1163 sayılı Kooperatifler Kanunu’nun 16. maddesi uyarınca, tebliğ edilen ihraç kararı yönetim kurulunca verilmiş ise, ortak, üç aylık süre içinde genel kurula itiraz edebileceği gibi, mahkemede itiraz davası da açabilir. Yönetim kurulunun ihraç kararına karşı genel kurula itiraz edilmiş ise, artık yönetim kurulunun ihraç kararına karşı iptal davası açılamaz. Dava, genel kurul kararına karşı ve tebliğinden itibaren üç ay içinde açılmalıdır. Zira, aynı hükümde, itiraz üzerine genel kurulca verilecek karara karşı itiraz davası hakkının saklı olduğu hüküm altına alınmıştır. Üç aylık hak düşürücü süre içerisinde genel kurula veya mahkemeye başvurmak suretiyle itiraz edilmeyen çıkarılma kararları kesinleşir.

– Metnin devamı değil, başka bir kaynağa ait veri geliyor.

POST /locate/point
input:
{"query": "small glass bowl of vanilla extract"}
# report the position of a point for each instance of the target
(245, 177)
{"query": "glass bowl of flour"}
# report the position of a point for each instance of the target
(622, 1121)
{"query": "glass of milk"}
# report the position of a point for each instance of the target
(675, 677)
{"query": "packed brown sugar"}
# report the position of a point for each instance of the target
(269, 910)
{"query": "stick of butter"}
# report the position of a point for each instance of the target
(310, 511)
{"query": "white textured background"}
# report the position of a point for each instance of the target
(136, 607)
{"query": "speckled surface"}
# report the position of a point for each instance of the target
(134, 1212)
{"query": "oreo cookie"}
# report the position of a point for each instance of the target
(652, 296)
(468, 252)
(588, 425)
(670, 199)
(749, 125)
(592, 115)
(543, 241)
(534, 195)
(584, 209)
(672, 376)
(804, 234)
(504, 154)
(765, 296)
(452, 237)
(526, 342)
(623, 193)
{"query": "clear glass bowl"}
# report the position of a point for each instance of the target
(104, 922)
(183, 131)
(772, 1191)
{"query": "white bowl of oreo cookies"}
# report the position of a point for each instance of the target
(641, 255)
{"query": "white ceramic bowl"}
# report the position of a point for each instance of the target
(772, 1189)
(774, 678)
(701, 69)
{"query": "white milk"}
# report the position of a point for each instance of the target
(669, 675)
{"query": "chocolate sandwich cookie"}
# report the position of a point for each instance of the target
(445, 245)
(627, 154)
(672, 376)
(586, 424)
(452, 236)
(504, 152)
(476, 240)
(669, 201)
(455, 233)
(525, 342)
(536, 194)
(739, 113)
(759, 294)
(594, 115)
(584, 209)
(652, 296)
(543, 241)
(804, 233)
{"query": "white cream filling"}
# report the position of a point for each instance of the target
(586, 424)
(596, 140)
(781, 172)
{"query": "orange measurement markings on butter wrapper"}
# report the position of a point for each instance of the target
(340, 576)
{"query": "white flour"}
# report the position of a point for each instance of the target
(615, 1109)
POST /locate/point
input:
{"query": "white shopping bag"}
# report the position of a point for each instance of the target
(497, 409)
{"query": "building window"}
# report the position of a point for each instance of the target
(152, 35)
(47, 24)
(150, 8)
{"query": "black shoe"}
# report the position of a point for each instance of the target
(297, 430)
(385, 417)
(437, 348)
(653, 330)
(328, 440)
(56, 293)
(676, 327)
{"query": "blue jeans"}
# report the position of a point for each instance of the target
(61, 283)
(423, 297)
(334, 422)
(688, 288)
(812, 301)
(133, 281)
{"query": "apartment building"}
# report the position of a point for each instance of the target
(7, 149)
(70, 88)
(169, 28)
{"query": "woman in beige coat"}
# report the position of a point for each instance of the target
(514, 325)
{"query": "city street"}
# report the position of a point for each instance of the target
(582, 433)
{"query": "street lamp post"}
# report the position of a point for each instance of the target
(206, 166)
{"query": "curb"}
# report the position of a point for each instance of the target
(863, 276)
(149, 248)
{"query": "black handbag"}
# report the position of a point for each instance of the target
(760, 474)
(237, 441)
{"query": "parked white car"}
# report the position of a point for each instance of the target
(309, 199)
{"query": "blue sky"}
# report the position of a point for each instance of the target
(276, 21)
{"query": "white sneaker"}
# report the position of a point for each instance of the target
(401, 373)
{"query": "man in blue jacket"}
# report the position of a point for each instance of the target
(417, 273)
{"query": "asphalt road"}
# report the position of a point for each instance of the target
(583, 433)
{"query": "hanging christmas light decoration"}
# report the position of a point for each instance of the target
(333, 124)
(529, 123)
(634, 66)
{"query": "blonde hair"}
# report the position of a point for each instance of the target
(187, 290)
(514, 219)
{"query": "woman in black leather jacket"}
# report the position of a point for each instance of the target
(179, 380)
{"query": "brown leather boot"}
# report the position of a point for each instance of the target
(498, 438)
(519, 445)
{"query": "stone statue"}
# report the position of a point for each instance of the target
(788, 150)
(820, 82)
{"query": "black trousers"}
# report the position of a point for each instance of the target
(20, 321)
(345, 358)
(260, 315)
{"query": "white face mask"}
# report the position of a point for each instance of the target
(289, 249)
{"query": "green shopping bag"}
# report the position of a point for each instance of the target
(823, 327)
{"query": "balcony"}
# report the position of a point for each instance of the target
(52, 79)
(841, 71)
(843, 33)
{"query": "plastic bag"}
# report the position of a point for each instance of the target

Bu durumda, mahkemece, öncelikle davanın hak düşürücü süre içerisinde açılıp açılmadığının resen incelenmesi ve süresi içerisinde açılmış bir dava olduğu taktirde işin esasına girilmesi gerekmektedir.
Somut olayda, davalı kooperatif yönetim kurulunun aldığı 04.08.2009 ve 10.08.2009 tarihli kararlar ile davacıların ihracına karar verilmiş, bu ihraç kararları 07.11.2009 tarihli genel kurul gündeminin 6. maddesi ile onanmıştır. Genel kurul kararı ise davacılara tebliğ edilmemiştir.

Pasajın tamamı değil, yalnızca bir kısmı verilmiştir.